Re: [asa] Re: on TE and PT, a response to Gregory

From: Gregory Arago <gregoryarago@yahoo.ca>
Date: Sat Feb 02 2008 - 18:04:56 EST

  Thank you Douglas, for your post. We are surely in agreement on what seems to me the main point in your message: "there are all kinds of ways to think about process issues without adopting what is known as Process Theology." Hopefully my messages were not interpreted as suggesting that process thought, TE/EC and PT are or should be conflated. I guess I am less influenced by process theology and certainly less familiar with it than most on the ASA list. I just don't see how someone can commit to an evolutionary framework without committing themselves to one form or another of process thought (i.e. in one sense, that the notion of 'origins' are marginalised from such discussion - finding balance being a key issue).
   
  It helps me to read the messages about PT, especially Ted's comments, because it seems to be not often discussed here (perhaps, as someone said, since few people at ASA embrace it). However, I still don't feel my question has been answered about the prospect of TE/EC existing without some idea of process (i.e. the suggested possibility of non-process evolution) or what the clear relationship is between TE and process thought (i.e. not just process theology - PT). Anyone who would be willing to enlighten me about this, I'd greatly appreciate it. The thread seems to have turned into a criticism of PT.
   
  The notion that our Lord 'evolves' things through natural processes seems to me a rather strange way of saying what is meant. I am not against what is meant by this (especially after recently reading the contribution of Craig Rusbult to the ASA site: http://www.asa3.org/ASA/education/origins/te-cr.htm#i) because TE leaves room, creates space, opens a door to, speaks apologetically about the 'intervention' of God or more soflty, of God's guidance, i.e. it does not pander to the well-stocked ranks of scientific materialists and atheistic evolutionists, choosing instead to be the product of scientifically-minded theists who accept biological (and perhaps even cosmological) evolution without falling into the trap of evolutionary ethics, sociobiology or now evolutionary psychology. Still, I see no reason to duplicate Darwin and Wallace's foggy metaphor-duo of 'natural selection' (which Darwin admitted in his autobiography was messy) with the duo of 'theistic evolution.' Both
 ascribe to actions/events which appear to stretch the original meanings of theism and evolutionary biology out of proportion (e.g. divine action is not [as you all will agree] ruled by biology!!). EC, in contrast to TE, places focus on the sovereignty of creation, which the ASA has even made a statement affirming that it believes in creation!
   
  Sure, for those who've included TE/EC in their expressive language, it will be hard to change their minds. However, perhaps by listening to a human-social scientist's perspective on the absurdity of 'evolution' when applied to the human sphere that involves intentionality, choice, decision-making and free will, an alternative view than evolution = Total Evolution (in Rusbult's terms) or 'universal evolutionism' (in my words), will seem important even for natural scientists to contemplate.
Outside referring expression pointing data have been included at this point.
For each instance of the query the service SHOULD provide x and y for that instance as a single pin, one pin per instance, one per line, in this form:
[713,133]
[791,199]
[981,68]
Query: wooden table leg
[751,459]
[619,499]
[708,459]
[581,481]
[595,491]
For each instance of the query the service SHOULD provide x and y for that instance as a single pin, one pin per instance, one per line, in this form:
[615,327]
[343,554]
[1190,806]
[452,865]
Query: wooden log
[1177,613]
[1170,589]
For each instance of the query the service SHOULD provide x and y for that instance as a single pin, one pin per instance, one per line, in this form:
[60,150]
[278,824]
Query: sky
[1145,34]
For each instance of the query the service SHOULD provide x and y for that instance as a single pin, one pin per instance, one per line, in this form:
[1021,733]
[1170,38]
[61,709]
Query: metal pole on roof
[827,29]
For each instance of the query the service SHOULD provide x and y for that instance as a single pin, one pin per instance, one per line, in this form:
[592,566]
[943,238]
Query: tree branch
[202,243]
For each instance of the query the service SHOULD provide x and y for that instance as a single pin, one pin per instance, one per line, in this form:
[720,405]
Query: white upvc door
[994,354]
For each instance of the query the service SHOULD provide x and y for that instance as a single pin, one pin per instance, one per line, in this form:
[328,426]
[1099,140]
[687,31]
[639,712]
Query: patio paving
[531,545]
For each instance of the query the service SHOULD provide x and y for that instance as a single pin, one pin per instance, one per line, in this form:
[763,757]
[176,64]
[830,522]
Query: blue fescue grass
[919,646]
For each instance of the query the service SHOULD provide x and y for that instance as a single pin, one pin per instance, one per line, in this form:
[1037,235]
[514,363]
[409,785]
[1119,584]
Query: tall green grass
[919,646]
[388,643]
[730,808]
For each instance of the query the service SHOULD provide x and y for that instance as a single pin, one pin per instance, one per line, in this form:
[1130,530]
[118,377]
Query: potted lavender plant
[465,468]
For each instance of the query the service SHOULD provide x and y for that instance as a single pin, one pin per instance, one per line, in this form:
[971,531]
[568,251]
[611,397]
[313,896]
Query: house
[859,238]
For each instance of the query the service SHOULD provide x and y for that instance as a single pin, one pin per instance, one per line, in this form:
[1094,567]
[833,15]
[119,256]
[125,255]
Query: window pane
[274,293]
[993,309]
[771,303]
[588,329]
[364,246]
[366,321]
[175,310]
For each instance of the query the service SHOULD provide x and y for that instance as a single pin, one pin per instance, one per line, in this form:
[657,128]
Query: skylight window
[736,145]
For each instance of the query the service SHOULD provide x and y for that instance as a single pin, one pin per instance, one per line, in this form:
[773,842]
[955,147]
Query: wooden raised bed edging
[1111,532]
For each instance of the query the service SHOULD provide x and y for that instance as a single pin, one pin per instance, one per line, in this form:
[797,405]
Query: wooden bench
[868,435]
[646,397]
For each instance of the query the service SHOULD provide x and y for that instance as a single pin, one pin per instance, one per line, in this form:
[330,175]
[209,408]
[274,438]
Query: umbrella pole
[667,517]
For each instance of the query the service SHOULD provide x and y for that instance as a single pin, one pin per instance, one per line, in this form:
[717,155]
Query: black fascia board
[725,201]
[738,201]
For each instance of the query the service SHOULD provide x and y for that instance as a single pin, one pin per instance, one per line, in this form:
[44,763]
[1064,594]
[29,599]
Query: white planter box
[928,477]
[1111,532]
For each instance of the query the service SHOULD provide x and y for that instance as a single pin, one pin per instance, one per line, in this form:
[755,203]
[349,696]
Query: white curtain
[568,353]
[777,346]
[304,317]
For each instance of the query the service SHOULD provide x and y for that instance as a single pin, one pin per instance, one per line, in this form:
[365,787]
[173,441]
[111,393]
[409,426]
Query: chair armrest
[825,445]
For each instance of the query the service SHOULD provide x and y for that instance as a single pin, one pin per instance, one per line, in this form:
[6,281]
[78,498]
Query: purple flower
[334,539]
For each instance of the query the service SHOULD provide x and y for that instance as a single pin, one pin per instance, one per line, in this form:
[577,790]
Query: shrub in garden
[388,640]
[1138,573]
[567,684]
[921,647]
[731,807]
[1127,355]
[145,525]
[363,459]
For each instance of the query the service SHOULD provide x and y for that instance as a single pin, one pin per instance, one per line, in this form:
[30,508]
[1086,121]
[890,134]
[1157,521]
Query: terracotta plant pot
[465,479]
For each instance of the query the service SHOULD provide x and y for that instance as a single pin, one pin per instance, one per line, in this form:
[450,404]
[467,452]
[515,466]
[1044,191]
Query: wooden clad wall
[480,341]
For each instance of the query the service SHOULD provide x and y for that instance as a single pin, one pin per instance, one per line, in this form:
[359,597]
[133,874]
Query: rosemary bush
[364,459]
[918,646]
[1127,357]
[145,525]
Sure, human decision-making and choice go through 'processes,' but to me the originality of creativity trumps the 'evolution' metaphor almost entirely. We are after all more than just biological creatures. In the theological realm, the issue of losing origins to processes may be a dire problem today!
   
  Perhaps it is better to let a renowned sociologist speak about this than to fumble with my own words:
   
    “The sensory world is in a state of incessant flux and becoming. There is nothing unchangeable in it – not even an eternal Supreme Being. Mind dominated by the truth of the senses simply cannot perceive any permanency, but apprehends all values in terms of shift and transformation. Sensate mentality views everything from the standpoint of evolution and progress. This leads to an increasing neglect of the eternal values, which come to be replaced by temporary, or short-time, considerations.” - Pitirim Sorokin (The Crisis of our Age, 1941)
   
  Sorokin became the first chair of Sociology at Harvard University in 1931 and was later elected president of the American Sociological Association, not long before his death. In his unique way, he tried to rescue sociological thought from dependence on quantitative, empirical methodology, copying the realm of natural science, wherein purpose and meaning are nowhere to be found. Sorokin viewed evolutionary process thought as a direct challenge to theism.
   
  “The standpoint of ‘origin and development and evolution’ is our main standpoint in studying anything, from religion to the stock market. It has rooted itself in our mind so deeply that many of us cannot even conceive of any other – nonhistorical, or nonevolutionary, or nondevelopmental - approach to the study of any phenomenon.” – Sorokin (Social and Cultural Dynamics, 1937-42)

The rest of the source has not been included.